Pour sa première question à l'Assemblée-nationale, Anny Poursinoff a interpellé le gouvernement sur les attaques violentes subies par Médiapart. Car la droite met le paquet pour éteindre l'incendie. Frédéric Lefebvre reprend les mêmes éléments de langage que tous les ténors de droite : Woerth est blanchi par le rapport de l'inspection des finances, la polémique est close. Voilà donc que ça repart, cette posture incroyable : ceux qui sont mis en cause par la polémique qui disent quand elle est finie ! Cette posture est une spécialité politique, mais ce gouvernement en est sans doute le champion.
Une spécialité sarkozyenne
Dès son séjour sur le yacht de Bolloré, et la polémique qui s'en était suivie alors qu'il venait d'être élu, Sarkozy avait lancé la mode : c'est un ami de 20 ans, vive les chefs d'entreprise, il n'y a pas de polémique. Puis l'été suivant, alors que des journalistes l’interrogeaient sur son séjour dans une luxueuse résidence américaine, Nicolas Sarkozy répondit : « Je suis venu à Wolfeboro parce que j'ai des amis qui y viennent depuis des années. Ils ont loué une maison et nous y ont invités. Point. Il n'y a pas de polémique ». En avril 2009, Kosciusko-Morizet, secrétaire d'Etat de l'environnement provoquait la polémique après avoir été lâchée sur la loi anti-OGM en déclarant dans le journal Le monde : "J’en ai marre d’être confrontée à une armée de lâches. Il y a un concours de lâcheté et d’inélégance entre Jean-François Copé [...] et Jean-Louis Borloo" . Colère du premier ministre qui tonne : « Elle s'excuse ou elle est virée » tonne le premier ministre. La Ministre de l'environnement s'excuse.

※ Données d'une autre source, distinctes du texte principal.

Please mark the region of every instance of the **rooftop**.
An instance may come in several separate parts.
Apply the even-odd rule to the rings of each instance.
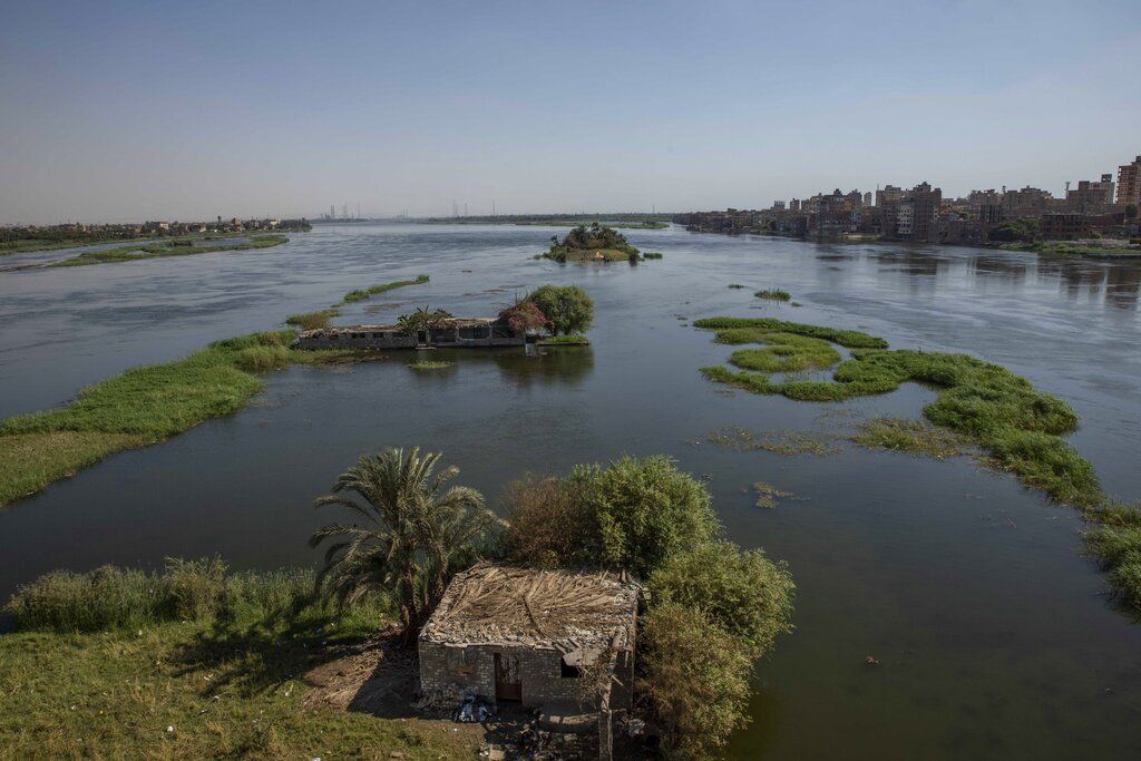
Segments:
[[[420,638],[565,654],[633,646],[638,584],[612,573],[479,564],[452,580]]]

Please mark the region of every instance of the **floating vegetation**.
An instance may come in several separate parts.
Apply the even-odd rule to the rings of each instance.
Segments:
[[[148,245],[121,245],[100,251],[84,251],[71,259],[64,259],[48,266],[83,267],[87,265],[138,261],[140,259],[159,259],[162,257],[188,257],[218,251],[251,251],[254,249],[268,249],[282,243],[289,243],[289,238],[284,235],[254,235],[249,241],[242,243],[219,243],[217,245],[194,245],[194,242],[189,238],[172,238]]]
[[[427,283],[430,278],[428,275],[416,275],[415,280],[398,280],[391,283],[381,283],[379,285],[371,285],[365,289],[357,289],[355,291],[349,291],[341,299],[342,303],[353,303],[354,301],[364,301],[370,296],[377,296],[378,293],[385,293],[386,291],[391,291],[397,288],[404,288],[405,285],[422,285]]]
[[[296,325],[301,330],[317,330],[318,327],[327,327],[329,321],[341,314],[341,310],[337,307],[330,307],[329,309],[322,309],[321,311],[306,311],[299,315],[290,315],[285,318],[286,325]]]
[[[782,291],[780,289],[767,289],[763,291],[756,291],[753,293],[758,299],[769,299],[770,301],[788,301],[792,299],[792,294],[788,291]]]
[[[875,418],[859,424],[851,440],[874,450],[891,450],[945,460],[973,448],[970,440],[924,420]]]
[[[590,346],[590,339],[577,333],[570,333],[569,335],[547,335],[537,341],[537,346]]]
[[[739,426],[726,426],[705,435],[711,444],[735,452],[774,452],[776,454],[836,454],[841,447],[835,444],[836,436],[818,431],[766,431],[753,432]]]
[[[717,330],[719,343],[751,338],[764,343],[768,334],[784,332],[852,348],[851,359],[836,366],[831,381],[774,382],[766,372],[734,372],[721,365],[702,369],[710,380],[801,402],[841,402],[888,394],[905,382],[926,383],[939,395],[923,408],[924,416],[980,446],[988,465],[1017,475],[1060,502],[1091,507],[1104,500],[1093,465],[1061,438],[1077,427],[1074,411],[1001,365],[965,354],[891,351],[887,341],[866,333],[777,319],[714,317],[694,325]]]
[[[415,362],[410,362],[405,365],[408,370],[415,371],[427,371],[427,370],[444,370],[445,367],[451,367],[454,362],[436,362],[431,359],[416,359]]]
[[[756,492],[756,507],[759,508],[772,509],[777,507],[778,499],[793,496],[792,492],[782,492],[772,484],[764,481],[753,484],[753,489]]]

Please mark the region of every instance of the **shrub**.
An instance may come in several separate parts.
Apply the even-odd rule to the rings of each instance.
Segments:
[[[583,487],[553,476],[526,476],[508,486],[508,528],[502,553],[515,562],[557,568],[592,562],[598,529],[583,499]]]
[[[675,602],[641,621],[645,679],[641,691],[669,751],[705,758],[748,723],[748,648],[701,610]]]
[[[22,631],[132,630],[171,621],[232,621],[327,615],[314,596],[313,570],[227,575],[218,558],[168,558],[156,573],[103,566],[76,574],[55,570],[16,590],[5,610]],[[379,617],[382,596],[361,600],[355,613]]]
[[[543,285],[526,300],[545,315],[548,330],[555,335],[581,333],[594,322],[594,301],[577,285]]]
[[[671,554],[648,586],[654,605],[699,610],[745,642],[753,658],[771,648],[777,634],[792,631],[792,576],[761,550],[705,542]]]
[[[598,560],[642,577],[720,531],[709,492],[670,458],[623,456],[606,468],[576,465],[569,480],[582,488],[598,526]]]

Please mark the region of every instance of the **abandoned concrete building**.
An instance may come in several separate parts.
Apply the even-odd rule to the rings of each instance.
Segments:
[[[300,349],[414,349],[416,347],[523,346],[527,337],[505,319],[494,317],[454,317],[436,327],[400,332],[397,325],[349,325],[318,327],[298,337]]]
[[[640,593],[615,574],[479,564],[452,580],[420,633],[421,690],[544,713],[626,710]],[[604,693],[584,689],[584,675]]]

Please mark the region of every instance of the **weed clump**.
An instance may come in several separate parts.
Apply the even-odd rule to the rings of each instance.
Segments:
[[[780,289],[766,289],[756,291],[753,296],[758,299],[768,299],[769,301],[788,301],[792,299],[792,294],[788,291],[782,291]]]

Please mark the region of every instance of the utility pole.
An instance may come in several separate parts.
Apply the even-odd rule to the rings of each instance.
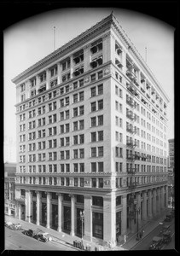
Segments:
[[[55,50],[55,26],[54,26],[54,50]]]

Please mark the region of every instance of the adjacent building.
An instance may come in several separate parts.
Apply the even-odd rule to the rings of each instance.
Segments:
[[[115,244],[167,207],[169,99],[113,13],[13,82],[16,216]]]
[[[169,161],[168,161],[168,207],[173,208],[175,205],[174,195],[174,139],[169,139]]]
[[[7,215],[15,215],[15,172],[16,164],[4,164],[4,213]]]

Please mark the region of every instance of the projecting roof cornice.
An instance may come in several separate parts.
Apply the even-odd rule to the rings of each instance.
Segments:
[[[48,64],[50,64],[53,61],[55,61],[59,58],[62,57],[69,50],[73,50],[78,46],[86,43],[94,36],[97,35],[100,32],[103,32],[107,28],[110,27],[112,15],[102,20],[100,22],[96,23],[85,32],[82,32],[80,35],[72,39],[66,44],[62,45],[61,48],[57,49],[51,54],[48,55],[46,57],[41,61],[35,63],[33,66],[26,69],[24,72],[17,75],[12,79],[12,82],[15,84],[20,83],[21,80],[28,78],[32,75],[35,72],[42,69],[44,67],[46,67]]]
[[[154,82],[154,84],[157,86],[157,88],[162,92],[162,94],[164,95],[165,100],[169,102],[170,99],[169,99],[168,96],[166,95],[166,93],[165,92],[165,90],[162,89],[161,85],[160,84],[160,83],[158,82],[158,80],[156,79],[156,78],[154,77],[154,75],[153,74],[152,71],[150,70],[150,68],[148,67],[148,66],[147,65],[147,63],[144,61],[144,60],[141,56],[141,55],[138,52],[138,50],[135,48],[134,44],[132,44],[132,42],[131,41],[131,39],[128,38],[128,36],[125,33],[125,32],[123,30],[122,26],[120,26],[120,24],[119,23],[119,21],[118,21],[118,20],[116,19],[115,16],[113,16],[113,19],[112,20],[112,24],[113,24],[114,29],[120,35],[120,37],[123,39],[124,43],[125,43],[125,44],[129,48],[129,50],[131,51],[131,54],[132,55],[134,55],[135,58],[136,58],[138,60],[138,61],[142,65],[142,67],[146,70],[147,73],[150,76],[150,78]]]
[[[104,18],[100,22],[96,23],[96,25],[94,25],[85,32],[82,32],[75,38],[72,39],[66,44],[62,45],[61,48],[57,49],[56,50],[48,55],[41,61],[35,63],[33,66],[30,67],[26,70],[25,70],[24,72],[17,75],[15,78],[12,79],[12,82],[16,84],[20,83],[20,81],[22,81],[23,79],[26,79],[31,75],[33,75],[34,73],[47,67],[47,65],[49,65],[50,63],[55,61],[56,60],[63,57],[63,55],[68,53],[70,50],[73,50],[77,47],[79,47],[83,44],[88,42],[93,37],[107,31],[111,27],[111,26],[117,31],[117,32],[119,34],[120,38],[124,41],[124,44],[126,45],[127,48],[129,48],[131,54],[135,57],[135,59],[136,59],[142,64],[142,66],[146,70],[147,73],[150,76],[152,80],[156,84],[157,88],[163,93],[166,101],[169,102],[170,100],[167,95],[160,86],[160,83],[155,79],[154,75],[151,72],[150,68],[148,67],[147,63],[144,61],[141,55],[138,53],[137,49],[133,45],[131,39],[128,38],[127,34],[123,30],[122,26],[117,20],[116,17],[113,15],[113,12],[111,13],[110,15]]]

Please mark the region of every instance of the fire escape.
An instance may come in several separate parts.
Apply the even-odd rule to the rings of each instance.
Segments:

Et le Premier Ministre conclue, relayé par son porte-parole : « «l’incident clos».
Dans tout ces cas, et encore dans l'affaire Woerth-Bettencourt, c'est quand l'incident est clos qu'on aimerait poser encore des questions. Des questions sur tout ces copinages, ces proximités, ce pouvoir des lobbies sur le gouvernement, qui semblent altérer l'impartialité des décisions publiques.
Non, ça n'est pas clos, nous sommes les questionneurs, nous ne clôrons la polémique que lorsque nous aurons des réponses à nos questions. Non, n'acceptons pas ce syndrome, du « et puis c'est tout », expression fétiche de la marionnette de Philippe Lucas, l'ancien entraîneur de Laure Manaudou quand elle avait l'honneur des Guignols.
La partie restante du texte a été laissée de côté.